FeepingCreature · on Oct 30, 2024

Sure, but CUDA is an AI/ML API, and anyways you're not doing blocking calls when writing a graphics engine regardless. (Well, you better not.) And anyways, these calls will already busyspin for a few millis before yielding to the OS - it's just that you have to explicitly opt in to the latter part. So these are the sorts of calls that you'd use for high-throughput work, but they behave like calls designed for very-low-latency work. There is no point in shaving a few milliseconds off a low-seconds call other than to make NVidia look a few percent better in benchmarks. The tradeoffs are all wrong, and because nobody knows about it, megawatts of energy are being wasted.

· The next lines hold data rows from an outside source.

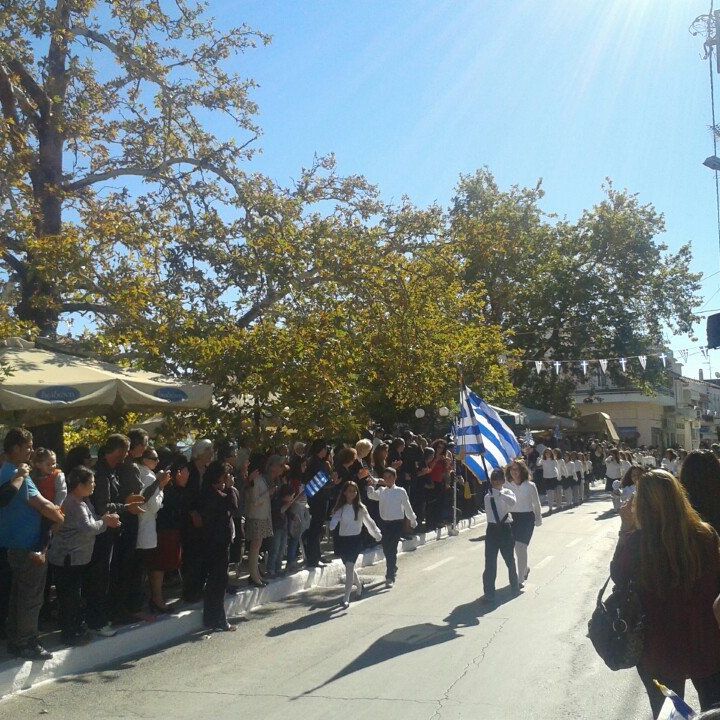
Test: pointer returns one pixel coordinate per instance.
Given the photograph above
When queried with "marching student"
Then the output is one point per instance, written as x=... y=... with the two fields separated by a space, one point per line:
x=499 y=502
x=564 y=475
x=527 y=513
x=350 y=514
x=551 y=478
x=612 y=469
x=394 y=508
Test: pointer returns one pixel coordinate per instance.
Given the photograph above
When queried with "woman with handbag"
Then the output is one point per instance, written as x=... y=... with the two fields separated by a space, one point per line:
x=672 y=559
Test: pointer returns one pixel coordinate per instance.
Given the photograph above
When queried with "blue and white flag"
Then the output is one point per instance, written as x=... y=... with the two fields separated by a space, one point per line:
x=481 y=432
x=674 y=707
x=316 y=483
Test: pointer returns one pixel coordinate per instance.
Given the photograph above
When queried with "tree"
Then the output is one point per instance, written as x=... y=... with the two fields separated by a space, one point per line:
x=102 y=150
x=603 y=286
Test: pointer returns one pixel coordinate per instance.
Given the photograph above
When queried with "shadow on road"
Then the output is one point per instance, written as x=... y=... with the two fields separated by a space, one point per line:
x=402 y=641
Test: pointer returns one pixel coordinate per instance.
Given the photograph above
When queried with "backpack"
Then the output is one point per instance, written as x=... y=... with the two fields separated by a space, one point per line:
x=617 y=627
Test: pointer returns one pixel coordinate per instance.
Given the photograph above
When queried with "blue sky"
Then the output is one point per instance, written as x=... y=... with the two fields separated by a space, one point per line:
x=412 y=93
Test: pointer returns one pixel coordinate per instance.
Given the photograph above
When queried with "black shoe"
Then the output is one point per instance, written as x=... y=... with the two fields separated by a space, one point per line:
x=35 y=651
x=13 y=650
x=154 y=607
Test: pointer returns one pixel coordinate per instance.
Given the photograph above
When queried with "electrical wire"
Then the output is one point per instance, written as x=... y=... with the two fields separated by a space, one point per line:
x=713 y=50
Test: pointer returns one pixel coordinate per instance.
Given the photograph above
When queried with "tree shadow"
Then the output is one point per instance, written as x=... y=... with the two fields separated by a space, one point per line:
x=411 y=638
x=327 y=609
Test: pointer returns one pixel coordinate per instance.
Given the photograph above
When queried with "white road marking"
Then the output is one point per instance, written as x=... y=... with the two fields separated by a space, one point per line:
x=543 y=562
x=435 y=566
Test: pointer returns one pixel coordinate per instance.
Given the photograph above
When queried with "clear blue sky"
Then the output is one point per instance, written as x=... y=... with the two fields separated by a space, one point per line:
x=412 y=93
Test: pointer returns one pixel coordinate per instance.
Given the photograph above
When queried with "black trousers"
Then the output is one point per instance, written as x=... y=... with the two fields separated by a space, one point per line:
x=311 y=540
x=126 y=573
x=194 y=568
x=216 y=561
x=5 y=584
x=392 y=532
x=498 y=538
x=96 y=581
x=708 y=689
x=68 y=583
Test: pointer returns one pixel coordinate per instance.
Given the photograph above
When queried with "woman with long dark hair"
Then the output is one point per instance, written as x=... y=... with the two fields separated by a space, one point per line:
x=219 y=502
x=700 y=476
x=350 y=515
x=672 y=558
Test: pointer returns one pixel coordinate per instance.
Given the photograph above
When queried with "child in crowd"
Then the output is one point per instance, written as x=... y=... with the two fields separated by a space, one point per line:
x=71 y=549
x=498 y=535
x=280 y=504
x=351 y=515
x=550 y=479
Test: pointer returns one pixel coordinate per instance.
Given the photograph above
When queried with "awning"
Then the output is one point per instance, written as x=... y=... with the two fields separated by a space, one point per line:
x=540 y=420
x=45 y=386
x=598 y=423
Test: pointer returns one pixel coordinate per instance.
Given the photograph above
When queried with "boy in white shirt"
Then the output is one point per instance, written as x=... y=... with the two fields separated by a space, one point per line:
x=498 y=536
x=394 y=508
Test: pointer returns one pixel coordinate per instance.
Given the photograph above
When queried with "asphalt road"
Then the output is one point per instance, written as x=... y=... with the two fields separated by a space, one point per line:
x=424 y=650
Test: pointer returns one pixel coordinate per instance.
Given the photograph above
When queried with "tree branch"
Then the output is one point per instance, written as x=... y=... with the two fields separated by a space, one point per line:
x=152 y=172
x=83 y=307
x=306 y=280
x=29 y=84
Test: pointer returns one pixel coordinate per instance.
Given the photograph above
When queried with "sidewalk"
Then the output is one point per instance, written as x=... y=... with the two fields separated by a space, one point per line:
x=141 y=638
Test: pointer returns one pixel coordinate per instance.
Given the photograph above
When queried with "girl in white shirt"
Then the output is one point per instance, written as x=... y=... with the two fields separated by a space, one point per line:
x=564 y=491
x=527 y=513
x=350 y=514
x=612 y=469
x=550 y=476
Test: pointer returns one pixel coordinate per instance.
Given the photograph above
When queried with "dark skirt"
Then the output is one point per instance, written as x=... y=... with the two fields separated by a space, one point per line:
x=167 y=555
x=523 y=526
x=348 y=547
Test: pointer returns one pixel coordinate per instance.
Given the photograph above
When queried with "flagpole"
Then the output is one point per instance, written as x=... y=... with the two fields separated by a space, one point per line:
x=453 y=529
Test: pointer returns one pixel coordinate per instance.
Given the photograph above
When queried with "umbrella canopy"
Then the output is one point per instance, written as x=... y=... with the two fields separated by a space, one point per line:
x=45 y=386
x=598 y=423
x=539 y=420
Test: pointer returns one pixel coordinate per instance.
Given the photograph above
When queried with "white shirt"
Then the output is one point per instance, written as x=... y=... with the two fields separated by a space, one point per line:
x=394 y=503
x=147 y=529
x=345 y=517
x=612 y=468
x=527 y=499
x=505 y=501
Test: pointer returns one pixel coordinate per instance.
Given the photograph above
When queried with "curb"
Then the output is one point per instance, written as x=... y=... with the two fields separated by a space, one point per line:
x=140 y=638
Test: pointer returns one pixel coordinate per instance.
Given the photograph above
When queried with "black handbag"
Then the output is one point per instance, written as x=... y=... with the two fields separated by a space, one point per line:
x=617 y=627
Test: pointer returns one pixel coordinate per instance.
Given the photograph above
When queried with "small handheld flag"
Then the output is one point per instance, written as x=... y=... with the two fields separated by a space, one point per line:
x=674 y=708
x=317 y=483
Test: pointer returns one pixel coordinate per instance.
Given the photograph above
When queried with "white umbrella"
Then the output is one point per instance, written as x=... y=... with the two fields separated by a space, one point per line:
x=46 y=386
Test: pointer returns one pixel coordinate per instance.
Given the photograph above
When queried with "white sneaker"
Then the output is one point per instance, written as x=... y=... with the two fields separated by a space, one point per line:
x=106 y=631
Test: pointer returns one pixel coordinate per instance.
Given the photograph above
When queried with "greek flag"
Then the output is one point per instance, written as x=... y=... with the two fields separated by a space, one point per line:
x=317 y=483
x=480 y=431
x=674 y=708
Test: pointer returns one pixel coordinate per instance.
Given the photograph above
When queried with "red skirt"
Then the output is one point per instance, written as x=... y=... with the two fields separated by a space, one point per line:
x=168 y=553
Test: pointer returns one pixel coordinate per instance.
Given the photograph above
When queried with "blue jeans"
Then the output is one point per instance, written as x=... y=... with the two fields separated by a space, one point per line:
x=275 y=558
x=293 y=548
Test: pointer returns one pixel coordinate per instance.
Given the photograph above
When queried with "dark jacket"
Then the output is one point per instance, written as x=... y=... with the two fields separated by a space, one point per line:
x=217 y=512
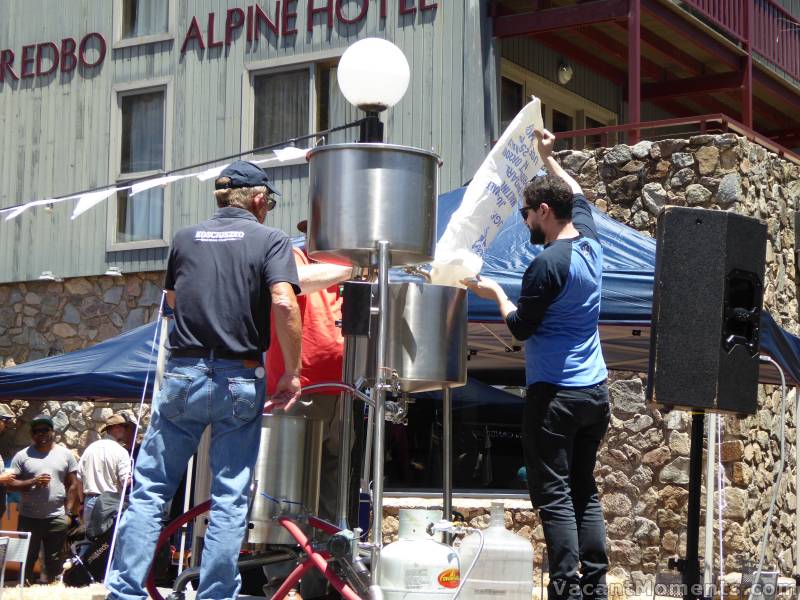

saagarjha · on Oct 31, 2024

This is important if you are launching many kernels and orchestrating their execution from the CPU.

FeepingCreature · on Oct 31, 2024

In that case (which tbh is kind of bad design imo), you should have to explicitly opt in to the power-hungry mode.

saagarjha · on Nov 1, 2024

This is a thing that people want, hence the decision. Unfortunately those people pay Nvidia a lot more money than you do.

FeepingCreature · on Nov 1, 2024

The thing is, it's really not hard to recognize this access pattern. Just bucket API call times and switch modes on the fly.

There is simply no excuse for an app that does 10 API calls a second to burn 100% CPU.